No Man’s Land: The Rise of Reeker



For those of you that missed Reeker we have a recap. Group of twenty-somethings end up at a desolate rest stop in the middle of the desert. Insert a decaying monster with cloaking technology stolen from the Predator a roto-router with a taste for blood and an offensive smell. With the exception of extremely strong and entertaining gore effects Reeker is mediocre.

Now Writer/Director Dave Payne has returned with a sequel. Apparently he felt Reeker deserved a back story, so here we go. This movie starts off strong much like the original with some cringe-worthy gore effects and a rich desert landscape. Reeker started his life as your average run of the mill serial killer, the Death Valley Drifter (Michael Robert Brandon).

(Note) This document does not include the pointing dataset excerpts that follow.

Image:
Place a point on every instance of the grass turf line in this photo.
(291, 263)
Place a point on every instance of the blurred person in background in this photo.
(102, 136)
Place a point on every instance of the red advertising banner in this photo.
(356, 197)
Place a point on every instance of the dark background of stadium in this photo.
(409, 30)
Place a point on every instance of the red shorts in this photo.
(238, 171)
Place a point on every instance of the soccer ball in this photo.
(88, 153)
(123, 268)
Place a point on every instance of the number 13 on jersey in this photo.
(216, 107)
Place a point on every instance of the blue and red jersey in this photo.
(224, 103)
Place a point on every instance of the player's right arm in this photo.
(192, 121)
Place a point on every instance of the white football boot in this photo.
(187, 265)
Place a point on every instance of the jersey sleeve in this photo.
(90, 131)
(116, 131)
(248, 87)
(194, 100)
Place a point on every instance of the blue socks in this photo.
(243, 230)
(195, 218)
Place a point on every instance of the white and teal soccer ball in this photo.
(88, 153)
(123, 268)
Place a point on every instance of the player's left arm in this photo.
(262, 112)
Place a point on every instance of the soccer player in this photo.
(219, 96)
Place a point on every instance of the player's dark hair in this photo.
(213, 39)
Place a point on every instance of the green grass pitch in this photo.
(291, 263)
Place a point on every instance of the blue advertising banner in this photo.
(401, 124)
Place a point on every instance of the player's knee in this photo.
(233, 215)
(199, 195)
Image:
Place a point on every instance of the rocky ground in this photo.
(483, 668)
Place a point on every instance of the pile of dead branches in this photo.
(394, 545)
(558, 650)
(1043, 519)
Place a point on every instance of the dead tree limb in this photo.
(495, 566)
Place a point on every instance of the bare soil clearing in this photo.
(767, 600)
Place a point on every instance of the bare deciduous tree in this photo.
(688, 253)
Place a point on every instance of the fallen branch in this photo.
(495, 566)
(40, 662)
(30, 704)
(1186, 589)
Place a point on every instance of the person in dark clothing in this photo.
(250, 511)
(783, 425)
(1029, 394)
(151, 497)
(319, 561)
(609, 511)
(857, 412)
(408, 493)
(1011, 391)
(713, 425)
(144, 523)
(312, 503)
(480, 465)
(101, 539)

The voices in his head have prompted his bloody and surgical killing spree to prepare him for the position he will hold after death. After a run in with local law enforcement and the cowardly Deputy Reed (David Stanbra) the drifter turns himself in and is promptly executed in the least believable gas chamber ever committed to film.

We jump to the present day some 30 years later. A new truck stop/motel and a new group of fodder. Three casino bandits stop to fill up their tank and visit with an old flame. We’re introduced to the gruff Sheriff Reed (Robert Pine) and his estranged son turned new deputy (Christopher Boyer). The bandit’s girlfriend/ex-girlfriend Maya (Mircea Monroe) is introduced as the big city girl having a hard time adjusting to small town life. We also get a look at the doctor who happens to have no sense of smell (Valerie Cruz), what? The three bandits including Maya’s boyfriend/ex-boyfriend are spotted by the sheriff, there is a gun fight and the gas pump and getaway car explodes.

The main characters are now in a dimension removed from normal time and space “between light and dark” (this leads to a funny bit of physical comedy as the deputy attempts to throw him self through the invisible barrier). This is explained briefly by a native character who wanders into the diner, offers some exposition and then wanders out into the night to be slaughtered.

One by one they are killed off by the Reeker who suffers from twitching that puts Max Headroom to shame. The Reeker is meant to move in an unsettling fashion, unfortunately it irritates, it doesn’t unsettle.

This movie excels in the gore effects which leads to classic lines like “Look who’s being nice now that he doesn’t have a face.” The injuries suffered by the cliche and unlikeable cast are done fantastically well and require a stronger stomach. This included a severely fractured leg, a mutilated face and missing section of skull and the deputy’s bloody face explosion. The grisly ways in which the participants die make this movie worth a watch, once, and only once.

Recommended for gorehounds and those who can find redeeming qualities in even the worst horror movies…like me.